Prove that sec 2x + tan 2x = tan (x + pi/4)

Question

I've been trying to figure out how to do this question, and no matter what I do, I can't seem to the solution. Below is my working so far,

LHS =

= sec 2x + tan 2x = 1/cos2x + sin2x/cos2x = 1+sin2x/cos2x

I've tried double angle (albeit, most likely incorrectly, if I keep failing to reach a solution). I've also tried comp. angles etc.

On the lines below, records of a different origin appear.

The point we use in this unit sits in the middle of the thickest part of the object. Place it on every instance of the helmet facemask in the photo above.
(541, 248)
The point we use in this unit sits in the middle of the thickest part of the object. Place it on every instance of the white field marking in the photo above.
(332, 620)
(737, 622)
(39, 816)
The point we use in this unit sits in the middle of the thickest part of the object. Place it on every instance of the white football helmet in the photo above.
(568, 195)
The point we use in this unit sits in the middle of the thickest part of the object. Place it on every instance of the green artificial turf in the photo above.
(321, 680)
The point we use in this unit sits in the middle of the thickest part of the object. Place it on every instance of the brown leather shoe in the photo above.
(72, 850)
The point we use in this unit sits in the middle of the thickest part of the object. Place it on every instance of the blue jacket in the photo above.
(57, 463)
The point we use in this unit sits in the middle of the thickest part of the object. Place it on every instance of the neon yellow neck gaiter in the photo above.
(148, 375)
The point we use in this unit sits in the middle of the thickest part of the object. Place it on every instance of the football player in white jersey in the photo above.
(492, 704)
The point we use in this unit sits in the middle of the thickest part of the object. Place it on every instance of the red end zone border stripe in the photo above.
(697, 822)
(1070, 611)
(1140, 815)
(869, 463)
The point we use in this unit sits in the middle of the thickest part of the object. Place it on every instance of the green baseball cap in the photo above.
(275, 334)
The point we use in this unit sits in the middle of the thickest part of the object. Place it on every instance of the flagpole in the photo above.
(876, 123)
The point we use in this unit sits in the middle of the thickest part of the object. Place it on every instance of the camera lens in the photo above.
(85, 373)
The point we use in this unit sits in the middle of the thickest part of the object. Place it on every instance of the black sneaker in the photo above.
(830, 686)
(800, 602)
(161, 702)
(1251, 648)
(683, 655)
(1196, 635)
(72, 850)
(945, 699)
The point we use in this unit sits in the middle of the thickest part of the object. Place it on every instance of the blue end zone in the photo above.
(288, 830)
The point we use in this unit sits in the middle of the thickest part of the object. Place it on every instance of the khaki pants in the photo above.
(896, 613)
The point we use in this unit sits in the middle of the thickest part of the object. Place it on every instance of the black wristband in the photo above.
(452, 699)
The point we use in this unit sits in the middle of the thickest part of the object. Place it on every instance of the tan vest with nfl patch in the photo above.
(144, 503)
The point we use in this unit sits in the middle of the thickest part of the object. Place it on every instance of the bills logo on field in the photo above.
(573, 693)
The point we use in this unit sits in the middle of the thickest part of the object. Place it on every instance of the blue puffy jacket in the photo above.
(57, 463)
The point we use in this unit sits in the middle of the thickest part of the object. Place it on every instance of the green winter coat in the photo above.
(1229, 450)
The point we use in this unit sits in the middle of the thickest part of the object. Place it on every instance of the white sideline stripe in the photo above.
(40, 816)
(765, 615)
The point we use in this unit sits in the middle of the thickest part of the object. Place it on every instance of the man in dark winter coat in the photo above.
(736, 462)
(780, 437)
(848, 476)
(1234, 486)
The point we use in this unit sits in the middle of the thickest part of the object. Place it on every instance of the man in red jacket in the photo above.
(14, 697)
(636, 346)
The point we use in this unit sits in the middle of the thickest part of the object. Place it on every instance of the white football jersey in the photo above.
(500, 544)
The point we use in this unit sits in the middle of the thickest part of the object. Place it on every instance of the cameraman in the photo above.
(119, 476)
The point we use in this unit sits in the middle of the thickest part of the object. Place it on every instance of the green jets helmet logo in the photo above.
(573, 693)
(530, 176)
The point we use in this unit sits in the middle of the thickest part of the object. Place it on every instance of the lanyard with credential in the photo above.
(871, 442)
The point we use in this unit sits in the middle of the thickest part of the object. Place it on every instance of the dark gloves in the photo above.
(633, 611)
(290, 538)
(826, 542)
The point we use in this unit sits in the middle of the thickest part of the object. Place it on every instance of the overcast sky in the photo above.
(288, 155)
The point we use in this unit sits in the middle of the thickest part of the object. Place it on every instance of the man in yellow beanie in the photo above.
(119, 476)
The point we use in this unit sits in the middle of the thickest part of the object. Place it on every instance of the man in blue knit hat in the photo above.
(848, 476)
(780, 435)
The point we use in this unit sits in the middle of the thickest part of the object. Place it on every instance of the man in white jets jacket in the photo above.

Any help would be greatly appreciated!

Answer 1

The left-hand side can be written as $$\frac{1+\sin(2x)}{\cos(2x)}$$ the right-hand side as $$\frac{\sin(x)+\cos(x)}{\cos(x)-\sin(x)}$$ multiply numerator and denominator of the last term by $$\sin(x)+\cos(x)$$

Answer 2

We expand the RHS to get $$\frac{\tan x + \tan \frac{\pi}{4}}{1 - \tan x \tan \frac{\pi}{4}} = \frac{\tan x + 1}{1 - \tan x} = \frac{\frac{\sin x}{\cos x}+1}{1 - \frac{\sin x}{\cos x}} = \frac{\cos x + \sin x}{\cos x - \sin x},$$ and we now multiply top and bottom by $\cos x + \sin x$ to obtain $$\frac{\cos^2 x + \sin^2 x + 2 \sin x \cos x}{\cos^2 x - \sin^2 x} = \frac{1+2 \sin x \cos x}{\cos^2 x - \sin^2 x}=\frac{1+\sin 2x}{\cos 2x},$$ as required.

Answer 3

Hint:

Set $t=\tan x$ and use the double-angle formulæ (the first one is valid for $x\not\equiv \pm\frac\pi 4\bmod\pi$): $$\tan 2x=\frac{2t}{1-t^2},\qquad \cos 2x=\frac{1-t^2}{1+t^2}.$$

Answer 4

Hint: set $x+\pi/4=y$, so the left-hand side becomes $$ \frac{1+\sin(2y-\pi/2)}{\cos(2y-\pi/2)}=\frac{1-\cos2y}{\sin2y} $$ Now use the duplication formulas…